2010 was supposed to be the year that Japan finally broke, and hedge funds finally made good on their “career trades” shorting Japanese government bonds (JGB) or the yen.
Well, that was a total flop, but it already sounds like the drop-dead date for Japan has just been set at some unknown time in 2011.
Last week various pundits including Felix Salmon, Megan McArdle, and Matt Ygliesas talked about the country’s so-called “Fiscal Disaster” and the “slow-moving trainwreck” that is the country’s budget.
Fortunately for the citizens of Japan, this level of hyperbole and fear-mongering exists only in the world of punditry and on the pages of the Wall Street Journal.
In the real world — which is to say, what markets think — nobody thinks Japan is in any fiscal danger. JGBs trade at record low yields, and the yen remains near multi-generational highs.
When the Bank of Japan can actively print yen, unsterilized — something that Felix Salmon actually talked about when it happened — and the yen still goes up, it’s obvious that the country is more than capable of financing itself.

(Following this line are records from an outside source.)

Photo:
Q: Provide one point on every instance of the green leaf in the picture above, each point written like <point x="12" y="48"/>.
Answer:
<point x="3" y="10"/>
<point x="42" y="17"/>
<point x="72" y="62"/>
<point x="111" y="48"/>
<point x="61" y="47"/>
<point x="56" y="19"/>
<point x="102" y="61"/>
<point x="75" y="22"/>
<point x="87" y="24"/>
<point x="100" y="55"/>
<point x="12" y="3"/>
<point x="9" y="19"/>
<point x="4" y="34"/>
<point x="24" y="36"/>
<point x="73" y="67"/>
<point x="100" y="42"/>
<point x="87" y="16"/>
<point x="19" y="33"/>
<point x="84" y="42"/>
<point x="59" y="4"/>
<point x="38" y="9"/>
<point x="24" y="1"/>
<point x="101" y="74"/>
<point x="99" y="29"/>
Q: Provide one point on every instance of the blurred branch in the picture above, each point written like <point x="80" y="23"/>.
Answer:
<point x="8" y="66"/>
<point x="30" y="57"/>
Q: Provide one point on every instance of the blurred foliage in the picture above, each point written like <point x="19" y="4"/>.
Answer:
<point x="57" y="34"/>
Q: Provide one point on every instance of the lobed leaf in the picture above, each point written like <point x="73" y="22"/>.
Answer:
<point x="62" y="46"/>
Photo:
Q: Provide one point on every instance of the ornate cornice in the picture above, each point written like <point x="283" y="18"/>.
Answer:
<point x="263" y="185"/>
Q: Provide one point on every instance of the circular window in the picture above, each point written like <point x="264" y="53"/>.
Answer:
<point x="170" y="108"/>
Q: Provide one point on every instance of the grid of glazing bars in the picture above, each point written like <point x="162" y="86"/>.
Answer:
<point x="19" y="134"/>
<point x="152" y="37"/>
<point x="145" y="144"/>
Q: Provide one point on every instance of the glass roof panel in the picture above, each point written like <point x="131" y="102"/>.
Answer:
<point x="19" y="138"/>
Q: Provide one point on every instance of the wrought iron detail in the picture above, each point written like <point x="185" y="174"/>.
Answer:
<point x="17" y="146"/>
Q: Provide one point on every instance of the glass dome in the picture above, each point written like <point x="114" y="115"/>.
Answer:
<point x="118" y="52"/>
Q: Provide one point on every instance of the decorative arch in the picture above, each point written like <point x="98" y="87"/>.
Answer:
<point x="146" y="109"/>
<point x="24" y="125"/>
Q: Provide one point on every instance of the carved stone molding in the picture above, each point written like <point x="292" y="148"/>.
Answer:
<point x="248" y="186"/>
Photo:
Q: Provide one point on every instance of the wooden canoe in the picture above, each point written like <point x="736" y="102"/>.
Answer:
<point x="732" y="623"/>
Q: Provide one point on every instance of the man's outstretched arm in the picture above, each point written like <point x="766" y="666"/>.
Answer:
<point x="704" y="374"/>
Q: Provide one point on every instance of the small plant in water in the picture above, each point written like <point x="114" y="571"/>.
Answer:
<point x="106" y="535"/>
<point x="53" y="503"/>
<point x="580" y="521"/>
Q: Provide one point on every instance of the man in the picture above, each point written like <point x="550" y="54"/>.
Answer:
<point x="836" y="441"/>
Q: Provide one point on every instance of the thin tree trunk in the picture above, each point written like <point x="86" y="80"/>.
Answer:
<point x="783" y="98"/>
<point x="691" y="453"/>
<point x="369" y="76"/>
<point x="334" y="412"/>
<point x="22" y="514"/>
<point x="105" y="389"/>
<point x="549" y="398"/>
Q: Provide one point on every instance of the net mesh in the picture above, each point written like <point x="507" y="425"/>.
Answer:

The fact is: Japan is nothing like Greece, Ireland, or Spain, which don’t have their own free-floating currencies. It’s not just that this gives Japan more leeway, it means it’s in a totally different monetary league altogether, with different rules. For what it’s worth, the US is in the same boat as Japan, and for a good explanation of how radically different the US/Japan system is, see this at PragCap.
If the yen does weaken and JGB yields do widen in 2011, it will be as a result of new economic optimism. Anyone betting on a hyperinflationary collapse or default — like Kyle Bass — will be disappointed again.